1-A：什么是数学数学来源于人类的社会实践，包括工农业的劳动，商业、军事和科学技术研究等活动。

反过来，数学服务于实践并在所有领域扮演一个重要的角色。

没有数学的应用，现代化科学和技术的分支都不能有规律的发展。

从早期人类的需求引出了数和形状。

然后，几何学因测量陆续的发展出来，三角学来自于勘探问题。

为了处理一些更复杂的实践问题，人们建立了方程，通过求解方程的未知数，从而代数学出现了。

17世纪之前，人们局限于初等数学，例如几何、三角和代数，那些只考虑常数。

17世纪工业的迅速发展促进了经济学和科技的发展，并且我们需要处理变量。

从常数到变量的跳跃带来了两个属于高等数学的新的数学分支，解析几何和微积分学。

现在，高等数学中有了许多分支，数学分析、高等代数、微分方程、函数论等。

数学家们研究概念和命题。

公理、公社、定义和定理都是命题。

符号是一种特别并且很重要的数学工具，它常用于表示概念和命题。

公式、图形和表格充满着不同的符号。

阿拉伯数字1,2,3,4,5,6,7,8,9,0和加”+”减”-”乘”*”除”/”等号”=”使我们最熟悉的数学符号。

主要通过逻辑推导和计算来获得数学结论。

在数学史的很长的时期内，逻辑推论一直占据数学方法的中心地位。

现在，自从电子计算机迅速发展和广泛应用，计算的角色越来越重要。

现在，计算不仅用来处理信息与数据，而且用来完成一些在以前只能靠逻辑推理来做的工作，例如证明大多数的几何定理。

1-B：等式等式是关于两个数或数的符号相等的一种陈述。

因此a(a-5)=a^2-5a和x-3=5是等式。

等式有两种，恒等式和条件等式。

算术和代数恒等式是等式。

这种等式的两端要么一样，要么经过执行指定的运算后变成一样。

因此12-2=2+8，(m-n)(m+n)=m^2-n^2是恒等式。

含有字母的恒等式对其中字母的任何一组数值都成立。

因此恒等式x(a+2)=ax+2x变成3(7+2)=21+6或27=27，比如当x=3和a=7。

数学的英语文English: Mathematics, often referred to as the language of the universe, is a fundamental discipline that explores patterns, structures, and relationships using symbols and logical reasoning.

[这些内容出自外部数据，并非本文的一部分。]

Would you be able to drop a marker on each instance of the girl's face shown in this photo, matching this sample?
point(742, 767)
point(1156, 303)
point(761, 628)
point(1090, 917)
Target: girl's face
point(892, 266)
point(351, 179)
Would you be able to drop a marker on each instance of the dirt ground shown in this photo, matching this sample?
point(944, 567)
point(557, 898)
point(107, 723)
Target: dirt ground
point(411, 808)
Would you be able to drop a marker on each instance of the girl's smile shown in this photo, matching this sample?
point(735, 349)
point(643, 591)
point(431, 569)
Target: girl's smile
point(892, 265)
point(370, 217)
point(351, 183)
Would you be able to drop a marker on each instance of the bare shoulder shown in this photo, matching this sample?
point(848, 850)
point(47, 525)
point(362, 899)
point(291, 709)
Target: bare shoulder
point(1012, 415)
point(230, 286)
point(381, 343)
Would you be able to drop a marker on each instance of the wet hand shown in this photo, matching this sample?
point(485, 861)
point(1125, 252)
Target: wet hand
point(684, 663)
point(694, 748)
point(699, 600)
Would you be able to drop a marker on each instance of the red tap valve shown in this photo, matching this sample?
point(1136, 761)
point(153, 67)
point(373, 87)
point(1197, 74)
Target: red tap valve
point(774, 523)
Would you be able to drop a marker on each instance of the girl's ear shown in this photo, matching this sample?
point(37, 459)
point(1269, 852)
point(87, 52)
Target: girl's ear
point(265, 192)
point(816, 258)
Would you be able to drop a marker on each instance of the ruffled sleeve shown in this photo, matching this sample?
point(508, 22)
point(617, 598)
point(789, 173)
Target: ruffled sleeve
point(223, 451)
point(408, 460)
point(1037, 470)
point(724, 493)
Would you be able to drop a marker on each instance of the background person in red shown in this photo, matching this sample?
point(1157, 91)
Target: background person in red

It encompasses a vast array of subfields, including algebra, geometry, calculus, statistics, and more, each with its own set of principles and techniques. Algebra delves into the manipulation of symbols and equations to solve unknowns, while geometry examines shapes, sizes, and spatial relationships. Calculus, on the other hand, deals with change and motion, providing tools to understand rates of change and accumulation. Statistics plays a crucial role in analyzing data and making inferences about populations based on samples. These diverse branches of mathematics find applications in virtually every field, from physics and engineering to economics and social sciences, underpinning technological advancements and scientific discoveries. Moreover, mathematics serves as a tool for problem-solving, fostering critical thinking skills and logical reasoning abilities essential for navigating the complexities of the modern world.中文翻译: 数学常被称为宇宙的语言，是一门探索模式、结构和关系的基础学科，利用符号和逻辑推理进行研究。